Осознав себя в декабре 1744 года в небольшом селе Хотилово, что расположено по дороге из Москвы в Петербург, я недолго сокрушался, не искал ответов, а просто начал наслаждаться жизнью здорового человека, что на контрасте с медленно умирающим безнадёжно больным из двадцать первого века, было вершиной блаженства.
Я стал показательно набожным, занялся физическими упражнениями и, в некотором роде, обхаживанием своей всесильной тетушки — государыни российской Елизаветы Петровны. Не стал я и стремиться к разрыву отношений с будущей женой Екатериной Алексеевной, пусть та и выказывала сперва свое пренебрежительное отношение ко мне. Да что сказать, — она мне понравилась. И это несмотря на то, что я прекрасно помнил свои мысли в теле свергнутого Петра III, помнил вероломство жены и ее молчаливое непрепятствование моему убийству.
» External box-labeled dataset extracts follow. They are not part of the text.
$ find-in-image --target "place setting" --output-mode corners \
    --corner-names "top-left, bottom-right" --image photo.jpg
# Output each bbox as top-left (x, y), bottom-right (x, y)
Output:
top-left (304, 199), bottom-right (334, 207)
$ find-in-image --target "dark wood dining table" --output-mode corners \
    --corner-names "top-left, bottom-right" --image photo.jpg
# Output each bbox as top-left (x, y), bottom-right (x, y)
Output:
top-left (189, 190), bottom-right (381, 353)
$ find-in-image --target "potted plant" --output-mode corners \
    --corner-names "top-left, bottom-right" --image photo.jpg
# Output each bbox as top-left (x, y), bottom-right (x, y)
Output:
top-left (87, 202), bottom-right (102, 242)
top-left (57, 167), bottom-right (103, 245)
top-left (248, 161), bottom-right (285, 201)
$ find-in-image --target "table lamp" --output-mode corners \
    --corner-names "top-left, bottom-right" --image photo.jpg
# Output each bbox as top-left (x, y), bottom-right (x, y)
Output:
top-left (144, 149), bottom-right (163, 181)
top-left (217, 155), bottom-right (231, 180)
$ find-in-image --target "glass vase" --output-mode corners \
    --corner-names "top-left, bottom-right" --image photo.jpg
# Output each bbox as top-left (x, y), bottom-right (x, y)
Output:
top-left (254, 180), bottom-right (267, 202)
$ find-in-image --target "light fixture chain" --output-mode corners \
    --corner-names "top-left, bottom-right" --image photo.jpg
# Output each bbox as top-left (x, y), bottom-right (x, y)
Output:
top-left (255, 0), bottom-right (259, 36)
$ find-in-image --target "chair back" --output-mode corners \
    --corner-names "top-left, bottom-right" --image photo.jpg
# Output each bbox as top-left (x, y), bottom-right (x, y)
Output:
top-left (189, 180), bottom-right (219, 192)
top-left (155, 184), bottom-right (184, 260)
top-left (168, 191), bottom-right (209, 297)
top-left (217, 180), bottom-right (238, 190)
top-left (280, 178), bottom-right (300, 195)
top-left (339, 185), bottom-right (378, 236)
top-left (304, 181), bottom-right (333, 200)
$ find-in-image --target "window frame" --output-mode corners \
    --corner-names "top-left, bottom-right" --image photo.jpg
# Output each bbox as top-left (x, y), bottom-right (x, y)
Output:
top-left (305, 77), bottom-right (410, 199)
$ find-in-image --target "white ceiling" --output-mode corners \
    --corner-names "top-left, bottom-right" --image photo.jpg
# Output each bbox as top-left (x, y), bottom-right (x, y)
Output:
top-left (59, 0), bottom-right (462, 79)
Может, поэтому не могу полностью отпустить ситуацию в отношениях с Котэ, как я называл Екатерину Алексеевну, и просто влюбиться. Может и другие причины есть, к примеру нарастает между нами определенное расхождение и в видении того, что есть семья, да и относительно социальных экспериментов в обществе.
Между тем, жена уже имела передо мной некоторые грешки, по крайней мере, была близка к ним. Даже мой опыт и появившееся желание близости с супругой, не охладили ее стремление к любовным приключениям, может рождение дочери Аннушки и приглушило эту тенденцию. Но мы, как мне кажется, ищем пути становления нормальной монаршей семьи.
Свое прогрессорство я начал с того, что вовлекся к семейную тяжбу за наследство Демидовых, встав на сторону младшего наследника Никиты Акинфеевича. Не получилось отдать все имущество богатейших промышленников Никите, как того и завещал его отец Акинфий Никитич, но небольшой прибыток выторговать вышло. Этот последний сын великого промышленника единственный, кто ратовал за работу заводов, а не за серебро по стоимости этих предприятий. В той, уже для меня иной реальности, демидовские заводы работали после смерти деятельного Акинфия Демидова по инерции, много сил и времени тратили братья в своих спорах о наследстве. Только в 1756 году разрешился спор. Сколько недополучила Россия из-за отсутствия развития ранее прибыльных предприятий, сложно подсчитать. Теперь же по-иному.
Как я рассчитывал, и эти оценки уже оправдываются, Никита Акинфеевич становится важной фигурой в моих планах. Он уже освоил производство пушек с конусной каморой и особой конструкцией лафета, прозванные в этом времени «демидовскими» в замен «шуваловских», в иной истории. И печи пудлинговые начинают работать на уральских заводах. А великий ученый Ломоносов исследовал различные сплавы, которые я ему нашептал, чтобы ускорить процесс научного поиска.
С Шуваловыми также общение заладилось, прежде всего, с Иваном Ивановичем, с которым у нас уже два казино и семь сахарных заводов, где используется инновационное сырье — свекла. Самый же богатенький из клана Шуваловых, Петр Иванович, долго присматривался ко мне, считая сумасбродом неразумным, но свое мнение поменял, когда проекты, связанные с личностью наследника, начали приносить существенные прибыли.